Abstract
Based on 59 interviews with senior Microsoft engineers (Meyer, Zimmermann, Fritz, ICSE 2015). Identifies 53 characteristics grouped into personal qualities, decision-making, team impact, and product impact. Focus here is on decision-making skills that differentiate top engineers.
Key points
- Deep knowledge of organisational context (people, priorities, constraints).
- Ability to switch between big-picture vision and low-level details.
- Balancing short-term deliverables with long-term maintainability.
- Evaluating risks and trade-offs before committing to technical choices.
- Creating shared context: ensuring stakeholders understand constraints.
- Fostering psychological safety so teammates surface concerns early.
- Anticipating future needs; keeping options open for future change.
- Honesty and transparency in communicating limitations or unknowns.
Connections
- Aligns with soft-skill emphasis: empathy, collaboration, cultural awareness.

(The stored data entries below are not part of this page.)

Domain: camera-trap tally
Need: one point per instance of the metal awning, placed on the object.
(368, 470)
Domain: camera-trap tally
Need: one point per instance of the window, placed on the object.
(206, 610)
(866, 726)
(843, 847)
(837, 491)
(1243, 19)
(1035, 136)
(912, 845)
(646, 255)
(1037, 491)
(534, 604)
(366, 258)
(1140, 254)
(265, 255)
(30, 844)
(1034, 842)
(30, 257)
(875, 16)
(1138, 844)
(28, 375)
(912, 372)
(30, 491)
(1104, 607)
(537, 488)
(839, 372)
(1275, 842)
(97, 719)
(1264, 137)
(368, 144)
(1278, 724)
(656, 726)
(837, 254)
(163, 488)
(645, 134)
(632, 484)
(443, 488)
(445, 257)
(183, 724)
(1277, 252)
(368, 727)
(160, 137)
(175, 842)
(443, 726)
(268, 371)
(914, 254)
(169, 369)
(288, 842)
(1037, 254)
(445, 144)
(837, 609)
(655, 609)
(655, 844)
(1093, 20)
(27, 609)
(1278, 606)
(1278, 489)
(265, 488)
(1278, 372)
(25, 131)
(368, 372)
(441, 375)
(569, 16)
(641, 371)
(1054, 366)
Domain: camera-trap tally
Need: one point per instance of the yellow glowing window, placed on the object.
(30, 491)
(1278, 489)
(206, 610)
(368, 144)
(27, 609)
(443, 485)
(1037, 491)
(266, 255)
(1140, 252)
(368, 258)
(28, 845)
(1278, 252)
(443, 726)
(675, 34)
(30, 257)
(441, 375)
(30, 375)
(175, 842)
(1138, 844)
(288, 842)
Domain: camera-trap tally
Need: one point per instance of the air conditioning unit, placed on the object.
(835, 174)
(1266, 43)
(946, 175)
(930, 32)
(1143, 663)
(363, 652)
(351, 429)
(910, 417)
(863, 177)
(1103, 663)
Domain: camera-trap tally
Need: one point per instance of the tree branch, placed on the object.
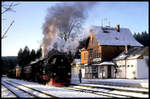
(4, 35)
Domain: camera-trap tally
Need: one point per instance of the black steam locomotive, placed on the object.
(54, 69)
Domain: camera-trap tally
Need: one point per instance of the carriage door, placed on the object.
(109, 71)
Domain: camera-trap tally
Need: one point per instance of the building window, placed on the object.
(94, 70)
(86, 69)
(92, 40)
(90, 53)
(85, 56)
(97, 54)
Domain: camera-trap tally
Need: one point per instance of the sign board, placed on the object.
(97, 59)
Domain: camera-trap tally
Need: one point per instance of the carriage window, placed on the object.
(131, 65)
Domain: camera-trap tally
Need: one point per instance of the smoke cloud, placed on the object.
(63, 23)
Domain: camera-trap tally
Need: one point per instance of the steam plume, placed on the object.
(62, 25)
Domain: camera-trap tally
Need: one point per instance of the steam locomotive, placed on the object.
(54, 69)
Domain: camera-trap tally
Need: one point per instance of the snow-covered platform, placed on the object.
(141, 83)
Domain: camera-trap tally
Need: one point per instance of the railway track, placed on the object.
(110, 92)
(27, 90)
(101, 91)
(8, 93)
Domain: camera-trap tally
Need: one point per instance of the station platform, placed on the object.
(139, 83)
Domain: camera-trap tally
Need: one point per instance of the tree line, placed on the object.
(142, 37)
(26, 56)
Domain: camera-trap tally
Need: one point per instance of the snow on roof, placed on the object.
(105, 63)
(133, 53)
(110, 36)
(77, 61)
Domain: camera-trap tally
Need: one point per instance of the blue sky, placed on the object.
(30, 16)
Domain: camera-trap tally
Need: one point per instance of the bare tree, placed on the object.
(6, 7)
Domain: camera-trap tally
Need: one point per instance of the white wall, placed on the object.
(129, 70)
(75, 73)
(143, 69)
(132, 68)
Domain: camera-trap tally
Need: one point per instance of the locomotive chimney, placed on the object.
(42, 51)
(126, 49)
(118, 28)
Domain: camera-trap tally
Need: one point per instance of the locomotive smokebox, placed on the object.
(58, 68)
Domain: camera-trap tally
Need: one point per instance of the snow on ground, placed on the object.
(56, 91)
(17, 91)
(125, 82)
(5, 93)
(115, 92)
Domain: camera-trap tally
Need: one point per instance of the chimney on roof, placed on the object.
(117, 28)
(126, 49)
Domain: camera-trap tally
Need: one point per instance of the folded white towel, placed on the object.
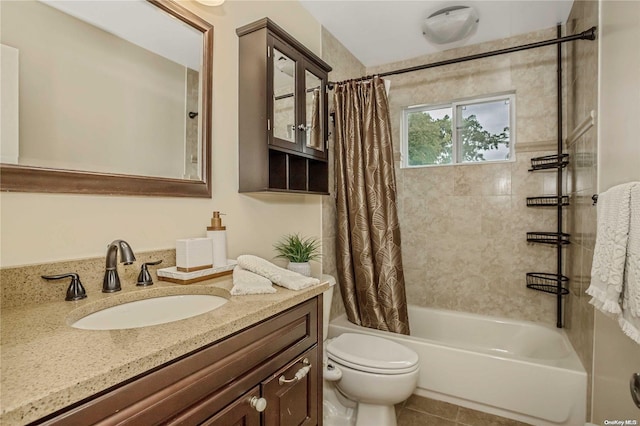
(630, 318)
(609, 255)
(280, 276)
(246, 282)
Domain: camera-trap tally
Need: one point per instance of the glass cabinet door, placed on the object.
(284, 124)
(314, 122)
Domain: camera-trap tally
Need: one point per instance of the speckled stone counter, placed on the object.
(47, 365)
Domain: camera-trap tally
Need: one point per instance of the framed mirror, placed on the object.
(105, 98)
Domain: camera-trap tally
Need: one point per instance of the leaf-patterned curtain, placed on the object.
(368, 244)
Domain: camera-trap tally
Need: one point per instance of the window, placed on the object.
(468, 131)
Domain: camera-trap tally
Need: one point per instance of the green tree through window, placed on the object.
(483, 133)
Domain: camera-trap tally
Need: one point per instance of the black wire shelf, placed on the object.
(547, 283)
(557, 238)
(549, 162)
(550, 201)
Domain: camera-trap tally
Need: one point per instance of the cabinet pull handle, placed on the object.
(258, 403)
(299, 374)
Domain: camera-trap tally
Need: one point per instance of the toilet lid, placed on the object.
(371, 353)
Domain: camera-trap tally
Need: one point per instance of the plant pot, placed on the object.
(303, 268)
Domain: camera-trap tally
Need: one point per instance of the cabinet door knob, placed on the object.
(258, 403)
(299, 374)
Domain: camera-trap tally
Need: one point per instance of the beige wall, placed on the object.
(42, 228)
(581, 86)
(464, 227)
(92, 101)
(616, 356)
(345, 66)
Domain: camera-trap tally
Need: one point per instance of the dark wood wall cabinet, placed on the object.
(282, 112)
(268, 374)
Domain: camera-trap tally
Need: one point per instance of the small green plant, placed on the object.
(298, 249)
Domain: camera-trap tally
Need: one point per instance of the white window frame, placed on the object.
(456, 144)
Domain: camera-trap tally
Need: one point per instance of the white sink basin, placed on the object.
(153, 311)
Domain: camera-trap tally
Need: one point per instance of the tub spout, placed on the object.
(111, 282)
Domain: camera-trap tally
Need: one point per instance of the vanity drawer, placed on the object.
(228, 368)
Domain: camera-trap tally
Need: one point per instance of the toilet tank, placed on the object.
(327, 296)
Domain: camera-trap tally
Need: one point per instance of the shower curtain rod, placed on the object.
(589, 34)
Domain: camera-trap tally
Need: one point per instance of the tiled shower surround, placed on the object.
(464, 227)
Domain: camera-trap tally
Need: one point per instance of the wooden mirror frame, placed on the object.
(17, 178)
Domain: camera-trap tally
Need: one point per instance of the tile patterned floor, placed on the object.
(419, 411)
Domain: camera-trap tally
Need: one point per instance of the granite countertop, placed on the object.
(47, 365)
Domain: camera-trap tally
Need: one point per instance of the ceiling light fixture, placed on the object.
(211, 2)
(450, 24)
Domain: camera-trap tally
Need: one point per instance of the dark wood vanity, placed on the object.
(224, 383)
(283, 124)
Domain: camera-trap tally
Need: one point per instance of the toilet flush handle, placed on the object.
(300, 374)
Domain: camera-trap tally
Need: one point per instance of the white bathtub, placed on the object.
(515, 369)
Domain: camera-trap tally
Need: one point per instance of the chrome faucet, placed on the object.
(111, 282)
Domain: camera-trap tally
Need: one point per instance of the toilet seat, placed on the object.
(372, 354)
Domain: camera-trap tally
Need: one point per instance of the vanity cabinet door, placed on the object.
(291, 401)
(239, 413)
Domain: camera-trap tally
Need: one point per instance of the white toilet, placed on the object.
(364, 376)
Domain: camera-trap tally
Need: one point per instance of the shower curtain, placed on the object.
(368, 243)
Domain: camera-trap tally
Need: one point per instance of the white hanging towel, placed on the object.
(630, 318)
(614, 287)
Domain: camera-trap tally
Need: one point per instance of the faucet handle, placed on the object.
(144, 278)
(75, 291)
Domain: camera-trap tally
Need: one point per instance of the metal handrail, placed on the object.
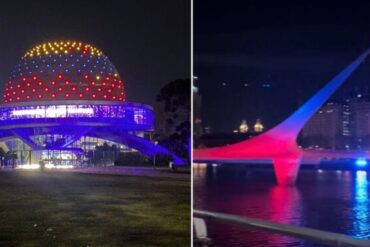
(318, 236)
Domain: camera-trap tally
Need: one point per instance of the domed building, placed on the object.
(65, 98)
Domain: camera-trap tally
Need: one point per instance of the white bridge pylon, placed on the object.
(278, 145)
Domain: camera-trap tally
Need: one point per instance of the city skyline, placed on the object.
(282, 54)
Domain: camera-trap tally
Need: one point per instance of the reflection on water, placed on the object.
(335, 201)
(361, 224)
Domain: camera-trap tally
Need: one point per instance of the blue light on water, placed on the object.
(361, 162)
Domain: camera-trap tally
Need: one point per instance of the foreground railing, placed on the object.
(318, 236)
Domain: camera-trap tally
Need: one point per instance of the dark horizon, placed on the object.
(262, 59)
(148, 42)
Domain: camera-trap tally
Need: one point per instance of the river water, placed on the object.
(331, 200)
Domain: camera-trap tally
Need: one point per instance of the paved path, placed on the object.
(161, 172)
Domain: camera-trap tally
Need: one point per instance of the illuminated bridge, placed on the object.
(65, 98)
(278, 145)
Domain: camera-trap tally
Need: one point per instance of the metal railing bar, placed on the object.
(318, 236)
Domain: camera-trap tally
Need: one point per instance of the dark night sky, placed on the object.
(148, 41)
(296, 46)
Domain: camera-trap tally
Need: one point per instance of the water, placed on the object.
(336, 201)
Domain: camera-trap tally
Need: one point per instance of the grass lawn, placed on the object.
(70, 209)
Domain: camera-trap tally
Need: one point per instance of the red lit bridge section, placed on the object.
(278, 145)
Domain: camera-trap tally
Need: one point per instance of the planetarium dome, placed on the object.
(64, 70)
(63, 100)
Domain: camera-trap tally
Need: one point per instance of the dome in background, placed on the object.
(64, 70)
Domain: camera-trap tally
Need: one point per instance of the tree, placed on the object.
(175, 97)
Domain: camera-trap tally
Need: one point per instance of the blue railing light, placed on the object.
(361, 162)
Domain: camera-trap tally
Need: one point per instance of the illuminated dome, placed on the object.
(64, 70)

- Supports literature on leadership, team coordination, and human factors in project success.
- Critiques traditional curricula (ACM/IEEE) for insufficient real-world detail.
Questions
- How to cultivate these 53 traits under tight deadlines?
- Which traits matter most in startups vs large enterprises?

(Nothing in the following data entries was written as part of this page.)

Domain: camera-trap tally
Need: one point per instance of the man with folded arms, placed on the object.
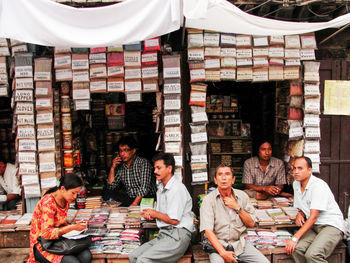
(264, 175)
(173, 216)
(130, 177)
(225, 215)
(320, 219)
(10, 189)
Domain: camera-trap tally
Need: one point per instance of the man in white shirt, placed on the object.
(320, 219)
(9, 187)
(173, 216)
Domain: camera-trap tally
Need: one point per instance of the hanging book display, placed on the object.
(26, 135)
(172, 107)
(198, 133)
(298, 102)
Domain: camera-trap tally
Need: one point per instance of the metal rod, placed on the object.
(335, 33)
(183, 33)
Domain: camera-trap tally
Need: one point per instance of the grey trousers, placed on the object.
(249, 255)
(317, 244)
(167, 247)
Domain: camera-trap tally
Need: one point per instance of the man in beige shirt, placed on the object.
(225, 215)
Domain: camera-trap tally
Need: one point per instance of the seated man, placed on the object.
(264, 175)
(320, 219)
(10, 190)
(173, 216)
(131, 177)
(225, 215)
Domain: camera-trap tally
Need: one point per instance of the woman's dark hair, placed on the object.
(307, 160)
(259, 143)
(167, 158)
(69, 181)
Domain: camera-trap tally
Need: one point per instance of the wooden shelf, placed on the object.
(231, 120)
(231, 153)
(228, 138)
(281, 117)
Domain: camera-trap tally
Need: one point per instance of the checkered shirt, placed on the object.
(138, 179)
(254, 174)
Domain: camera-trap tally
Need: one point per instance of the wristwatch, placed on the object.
(294, 239)
(238, 210)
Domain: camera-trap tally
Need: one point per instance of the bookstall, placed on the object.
(70, 106)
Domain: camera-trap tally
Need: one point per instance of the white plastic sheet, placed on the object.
(222, 16)
(49, 23)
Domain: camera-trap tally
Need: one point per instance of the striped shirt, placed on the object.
(254, 174)
(138, 179)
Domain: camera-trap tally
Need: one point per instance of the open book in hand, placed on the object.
(75, 234)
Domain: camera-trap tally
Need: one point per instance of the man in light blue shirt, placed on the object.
(320, 219)
(173, 216)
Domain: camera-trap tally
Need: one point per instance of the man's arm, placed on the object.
(151, 214)
(290, 245)
(136, 201)
(269, 189)
(226, 255)
(11, 196)
(244, 215)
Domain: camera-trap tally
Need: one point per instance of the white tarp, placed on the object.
(222, 16)
(49, 23)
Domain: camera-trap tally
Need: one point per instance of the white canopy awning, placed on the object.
(49, 23)
(222, 16)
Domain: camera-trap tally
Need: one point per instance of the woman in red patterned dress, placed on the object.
(49, 221)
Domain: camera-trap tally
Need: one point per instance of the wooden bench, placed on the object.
(119, 258)
(275, 255)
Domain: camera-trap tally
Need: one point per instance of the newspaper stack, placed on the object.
(24, 222)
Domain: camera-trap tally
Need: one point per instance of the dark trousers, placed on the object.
(11, 205)
(83, 257)
(118, 195)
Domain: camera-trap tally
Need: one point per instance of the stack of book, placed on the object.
(92, 202)
(282, 237)
(291, 212)
(83, 215)
(71, 215)
(278, 216)
(116, 219)
(265, 204)
(267, 239)
(281, 201)
(24, 222)
(131, 240)
(8, 223)
(263, 218)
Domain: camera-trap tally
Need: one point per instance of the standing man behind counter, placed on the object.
(10, 189)
(131, 177)
(264, 175)
(320, 219)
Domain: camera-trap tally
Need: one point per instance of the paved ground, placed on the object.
(13, 255)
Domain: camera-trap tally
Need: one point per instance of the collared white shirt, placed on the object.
(9, 181)
(175, 201)
(317, 195)
(225, 222)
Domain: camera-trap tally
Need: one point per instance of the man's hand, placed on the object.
(272, 190)
(300, 219)
(290, 246)
(116, 161)
(231, 203)
(149, 214)
(228, 256)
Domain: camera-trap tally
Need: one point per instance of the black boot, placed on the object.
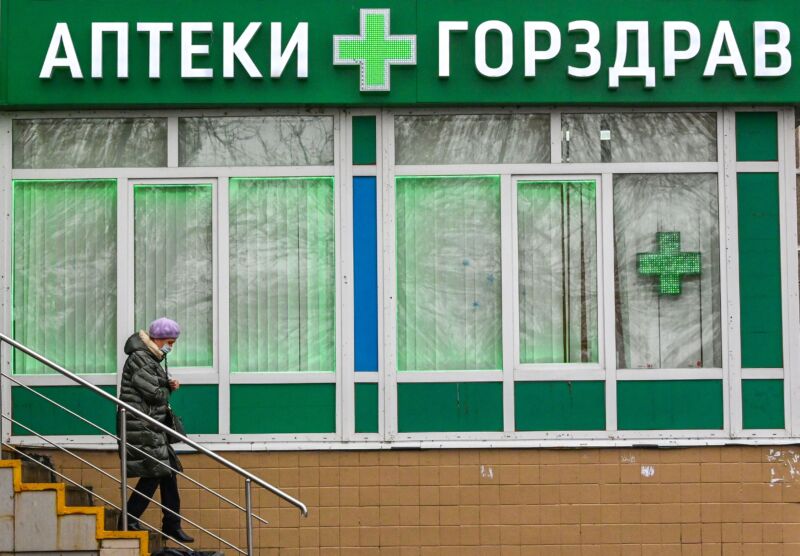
(178, 534)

- How to measure and reward decision-making soft skills in performance reviews?
- How much does organisational context enable or limit development of these traits?
Personal reflections
- Excellence extends beyond technical mastery; requires self-development, empathy, systems thinking, and collaboration.
- Leaders must build psychologically safe environments to encourage healthy decision-making.
- Curriculum reform should focus on practical, context-aware training.
- Use findings to guide career development and performance evaluation discussions.